NACS strongly opposed the settlement, but the lawyers representing the class agreed to it over our objections and a majority of named plaintiffs in the case. The settlement included a monetary award of $7.5 billion, but had no worthwhile changes to the way Visa and MasterCard centrally fixed swipe fees. And, while allowing for continuation of the same problematic antitrust behavior, the settlement cut off all merchants’ legal rights to sue for future violations of the law by Visa and MasterCard—forever.

NACS educated its members on the potential negative impact of the settlement and provided information on how to opt-out. Almost 8,000 merchants opted out of the settlement, and since then, hundreds of merchants have filed separate opt-out lawsuits against Visa and MasterCard.

Many merchants and associations, led by NACS, demonstrated their objection by filing an appeal with the U.S. Court of Appeals for the Second Circuit challenging the original class action settlement. Approximately two years later, on June 30, 2016, the Second Circuit—in a huge win for merchants—voided the $7.5 billion class action settlement. In its ruling, the court found that retailers were inadequately represented in the litigation and concluded that the settlement unfairly forced merchants to give up their right to sue about card fees in the future. After decertifying the case as a class action, the court sent the case back to federal district court in Brooklyn, where a status conference was held on August 11 to determine the next steps in the case. (At press time, this conference had not yet taken place.)

What’s Next?
In the class action litigation, the August 11 conference will likely lead to a battle over who should represent merchants in the lawsuit in the future. The outcome of that battle may help determine whether the litigation can help lead to real reforms.
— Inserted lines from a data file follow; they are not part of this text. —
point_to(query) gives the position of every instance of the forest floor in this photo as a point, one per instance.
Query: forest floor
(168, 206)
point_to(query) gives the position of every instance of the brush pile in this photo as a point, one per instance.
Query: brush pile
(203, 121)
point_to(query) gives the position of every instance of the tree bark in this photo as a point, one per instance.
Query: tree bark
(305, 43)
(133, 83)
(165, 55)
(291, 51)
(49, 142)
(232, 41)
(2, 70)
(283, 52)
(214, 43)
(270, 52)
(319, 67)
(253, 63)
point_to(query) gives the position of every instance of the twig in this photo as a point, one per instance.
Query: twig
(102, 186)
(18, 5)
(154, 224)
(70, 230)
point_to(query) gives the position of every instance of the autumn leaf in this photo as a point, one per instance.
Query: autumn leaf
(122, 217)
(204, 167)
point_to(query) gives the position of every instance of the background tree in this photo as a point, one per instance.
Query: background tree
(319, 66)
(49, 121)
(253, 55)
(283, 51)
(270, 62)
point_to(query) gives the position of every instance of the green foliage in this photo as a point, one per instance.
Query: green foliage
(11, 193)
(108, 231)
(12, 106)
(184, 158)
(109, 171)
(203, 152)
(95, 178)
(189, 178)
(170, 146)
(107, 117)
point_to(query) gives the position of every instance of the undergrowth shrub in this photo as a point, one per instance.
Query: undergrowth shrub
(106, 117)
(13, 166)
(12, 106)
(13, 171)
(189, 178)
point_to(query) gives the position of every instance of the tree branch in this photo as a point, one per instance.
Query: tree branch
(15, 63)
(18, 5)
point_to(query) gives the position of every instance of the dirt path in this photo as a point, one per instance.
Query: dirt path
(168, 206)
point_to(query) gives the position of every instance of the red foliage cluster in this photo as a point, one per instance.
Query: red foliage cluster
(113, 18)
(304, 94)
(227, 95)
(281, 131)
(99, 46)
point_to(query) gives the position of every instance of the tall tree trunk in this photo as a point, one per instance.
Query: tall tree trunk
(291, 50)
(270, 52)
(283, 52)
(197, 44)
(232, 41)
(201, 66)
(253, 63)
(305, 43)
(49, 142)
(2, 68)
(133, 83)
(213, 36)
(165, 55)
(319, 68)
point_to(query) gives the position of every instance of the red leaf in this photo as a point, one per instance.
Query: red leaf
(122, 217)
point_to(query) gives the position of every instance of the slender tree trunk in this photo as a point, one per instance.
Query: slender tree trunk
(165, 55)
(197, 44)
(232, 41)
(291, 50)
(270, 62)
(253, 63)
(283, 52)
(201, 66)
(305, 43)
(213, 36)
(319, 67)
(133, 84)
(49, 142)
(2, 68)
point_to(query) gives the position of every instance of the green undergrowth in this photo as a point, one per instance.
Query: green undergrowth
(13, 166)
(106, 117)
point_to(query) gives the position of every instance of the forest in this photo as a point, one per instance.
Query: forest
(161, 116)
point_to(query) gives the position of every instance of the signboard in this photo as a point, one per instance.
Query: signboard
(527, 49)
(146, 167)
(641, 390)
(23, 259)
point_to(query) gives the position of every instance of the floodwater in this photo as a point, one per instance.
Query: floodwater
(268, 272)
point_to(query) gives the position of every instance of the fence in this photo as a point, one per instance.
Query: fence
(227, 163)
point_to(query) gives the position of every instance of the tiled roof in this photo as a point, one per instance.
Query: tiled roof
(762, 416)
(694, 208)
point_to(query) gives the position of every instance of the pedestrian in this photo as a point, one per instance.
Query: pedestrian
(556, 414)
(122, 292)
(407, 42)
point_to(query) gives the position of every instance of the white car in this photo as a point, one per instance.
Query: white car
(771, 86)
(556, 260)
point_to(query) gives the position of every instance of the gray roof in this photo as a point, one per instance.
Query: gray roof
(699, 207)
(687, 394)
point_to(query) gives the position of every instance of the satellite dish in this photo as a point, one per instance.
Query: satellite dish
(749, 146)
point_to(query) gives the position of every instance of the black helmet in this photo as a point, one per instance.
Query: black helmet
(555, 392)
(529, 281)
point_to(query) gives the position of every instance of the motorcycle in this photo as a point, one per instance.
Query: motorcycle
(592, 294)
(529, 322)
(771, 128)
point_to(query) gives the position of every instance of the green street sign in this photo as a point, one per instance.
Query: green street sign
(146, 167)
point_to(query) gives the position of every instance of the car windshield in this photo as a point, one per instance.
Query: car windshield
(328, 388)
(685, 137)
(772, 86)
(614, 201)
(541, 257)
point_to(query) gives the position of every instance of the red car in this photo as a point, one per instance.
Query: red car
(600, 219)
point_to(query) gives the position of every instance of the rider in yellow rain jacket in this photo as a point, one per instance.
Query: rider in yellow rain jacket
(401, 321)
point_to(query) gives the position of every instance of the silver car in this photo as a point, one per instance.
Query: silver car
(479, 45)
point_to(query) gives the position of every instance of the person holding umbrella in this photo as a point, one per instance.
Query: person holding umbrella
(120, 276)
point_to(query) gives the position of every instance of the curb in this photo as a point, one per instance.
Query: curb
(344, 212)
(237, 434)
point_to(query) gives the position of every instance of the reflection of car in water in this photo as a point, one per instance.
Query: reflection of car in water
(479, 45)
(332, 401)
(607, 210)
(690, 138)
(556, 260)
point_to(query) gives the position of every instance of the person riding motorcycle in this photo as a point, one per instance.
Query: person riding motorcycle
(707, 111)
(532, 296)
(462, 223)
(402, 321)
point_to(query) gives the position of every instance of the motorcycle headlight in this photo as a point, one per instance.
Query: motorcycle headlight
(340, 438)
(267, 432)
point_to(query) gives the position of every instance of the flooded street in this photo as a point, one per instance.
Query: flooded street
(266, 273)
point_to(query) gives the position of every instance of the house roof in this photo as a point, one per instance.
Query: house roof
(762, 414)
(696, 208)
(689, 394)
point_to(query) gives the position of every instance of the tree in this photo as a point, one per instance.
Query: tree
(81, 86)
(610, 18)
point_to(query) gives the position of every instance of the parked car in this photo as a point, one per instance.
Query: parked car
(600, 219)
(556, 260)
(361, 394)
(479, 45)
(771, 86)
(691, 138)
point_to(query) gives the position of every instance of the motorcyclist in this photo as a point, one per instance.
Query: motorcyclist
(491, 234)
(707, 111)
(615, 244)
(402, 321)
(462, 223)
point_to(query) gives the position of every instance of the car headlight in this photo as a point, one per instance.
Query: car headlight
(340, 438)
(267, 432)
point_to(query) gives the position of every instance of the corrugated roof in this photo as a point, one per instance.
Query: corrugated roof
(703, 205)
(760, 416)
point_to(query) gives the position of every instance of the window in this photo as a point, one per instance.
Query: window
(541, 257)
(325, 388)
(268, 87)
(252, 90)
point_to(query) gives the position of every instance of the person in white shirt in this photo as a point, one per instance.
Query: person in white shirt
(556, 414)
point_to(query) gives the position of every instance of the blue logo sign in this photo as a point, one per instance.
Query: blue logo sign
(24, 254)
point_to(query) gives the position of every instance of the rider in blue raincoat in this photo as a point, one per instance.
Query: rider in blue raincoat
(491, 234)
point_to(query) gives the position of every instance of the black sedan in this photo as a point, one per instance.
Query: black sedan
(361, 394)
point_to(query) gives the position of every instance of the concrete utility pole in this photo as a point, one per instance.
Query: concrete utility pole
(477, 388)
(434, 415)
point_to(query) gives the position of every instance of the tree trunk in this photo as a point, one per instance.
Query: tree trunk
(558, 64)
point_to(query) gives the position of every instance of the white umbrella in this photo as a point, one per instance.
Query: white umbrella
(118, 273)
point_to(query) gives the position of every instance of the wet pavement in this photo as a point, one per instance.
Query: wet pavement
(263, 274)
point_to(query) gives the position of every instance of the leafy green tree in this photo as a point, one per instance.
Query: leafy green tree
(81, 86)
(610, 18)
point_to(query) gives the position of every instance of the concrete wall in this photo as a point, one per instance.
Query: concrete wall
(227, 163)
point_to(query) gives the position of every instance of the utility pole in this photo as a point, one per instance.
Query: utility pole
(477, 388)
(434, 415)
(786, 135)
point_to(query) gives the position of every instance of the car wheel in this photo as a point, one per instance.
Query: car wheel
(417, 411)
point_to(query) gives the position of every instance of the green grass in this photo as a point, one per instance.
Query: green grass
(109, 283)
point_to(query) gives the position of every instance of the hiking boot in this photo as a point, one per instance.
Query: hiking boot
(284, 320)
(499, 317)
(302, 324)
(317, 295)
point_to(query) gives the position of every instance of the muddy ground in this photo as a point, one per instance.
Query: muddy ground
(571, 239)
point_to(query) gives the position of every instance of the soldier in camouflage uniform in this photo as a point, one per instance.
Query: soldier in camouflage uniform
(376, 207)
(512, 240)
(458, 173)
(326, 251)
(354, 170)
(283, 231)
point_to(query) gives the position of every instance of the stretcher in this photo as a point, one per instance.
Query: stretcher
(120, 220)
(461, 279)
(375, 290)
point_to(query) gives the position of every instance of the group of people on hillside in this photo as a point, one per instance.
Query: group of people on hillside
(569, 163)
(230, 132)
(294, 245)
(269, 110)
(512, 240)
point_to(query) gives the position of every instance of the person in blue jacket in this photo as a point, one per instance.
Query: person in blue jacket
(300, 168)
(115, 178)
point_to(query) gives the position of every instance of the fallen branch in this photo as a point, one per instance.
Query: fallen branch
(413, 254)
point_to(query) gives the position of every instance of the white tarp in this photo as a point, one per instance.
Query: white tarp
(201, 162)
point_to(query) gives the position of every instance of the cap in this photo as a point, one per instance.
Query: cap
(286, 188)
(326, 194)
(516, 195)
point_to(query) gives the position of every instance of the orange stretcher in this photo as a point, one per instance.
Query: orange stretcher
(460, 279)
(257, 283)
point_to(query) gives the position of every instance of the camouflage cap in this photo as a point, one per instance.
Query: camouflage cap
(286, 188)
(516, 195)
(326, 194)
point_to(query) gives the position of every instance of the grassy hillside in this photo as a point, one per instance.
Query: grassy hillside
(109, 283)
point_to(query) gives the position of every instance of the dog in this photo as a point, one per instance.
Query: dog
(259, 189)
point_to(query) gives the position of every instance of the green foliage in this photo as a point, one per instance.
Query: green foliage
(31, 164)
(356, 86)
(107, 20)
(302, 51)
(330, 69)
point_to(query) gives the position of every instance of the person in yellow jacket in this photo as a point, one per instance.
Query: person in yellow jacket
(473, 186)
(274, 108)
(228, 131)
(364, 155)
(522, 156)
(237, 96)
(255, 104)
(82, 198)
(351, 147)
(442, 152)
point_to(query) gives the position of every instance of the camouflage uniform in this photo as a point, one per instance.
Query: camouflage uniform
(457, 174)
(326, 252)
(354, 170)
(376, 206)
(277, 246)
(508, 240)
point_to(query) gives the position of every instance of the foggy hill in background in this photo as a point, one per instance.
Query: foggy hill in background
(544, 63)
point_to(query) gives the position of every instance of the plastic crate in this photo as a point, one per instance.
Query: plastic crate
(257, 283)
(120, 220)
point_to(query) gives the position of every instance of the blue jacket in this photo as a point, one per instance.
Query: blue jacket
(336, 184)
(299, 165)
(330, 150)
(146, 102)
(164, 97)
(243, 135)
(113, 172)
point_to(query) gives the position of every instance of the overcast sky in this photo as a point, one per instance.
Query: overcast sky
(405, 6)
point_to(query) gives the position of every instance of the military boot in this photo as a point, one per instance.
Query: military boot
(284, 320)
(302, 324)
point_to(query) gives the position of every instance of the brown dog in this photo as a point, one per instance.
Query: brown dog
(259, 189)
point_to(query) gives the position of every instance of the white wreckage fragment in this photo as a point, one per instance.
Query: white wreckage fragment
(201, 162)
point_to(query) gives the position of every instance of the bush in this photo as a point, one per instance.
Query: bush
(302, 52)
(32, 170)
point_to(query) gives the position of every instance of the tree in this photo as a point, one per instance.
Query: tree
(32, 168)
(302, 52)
On the legislative and regulatory front, NACS continues to work to defend reforms to debit swipe fees. We’re also working to gain competition and transparency in credit cards as we move into new technologies such as mobile payments; those battles are at a critical stage because of the rapid pace of technological change. How new technologies impact payments and whether they enhance competition in the marketplace will determine how the market develops in the next generation. As always, NACS will advocate aggressively for you, and all of our members, as those changes progress.

Eva Rigamonti is an associate at Steptoe & Johnson, LLP.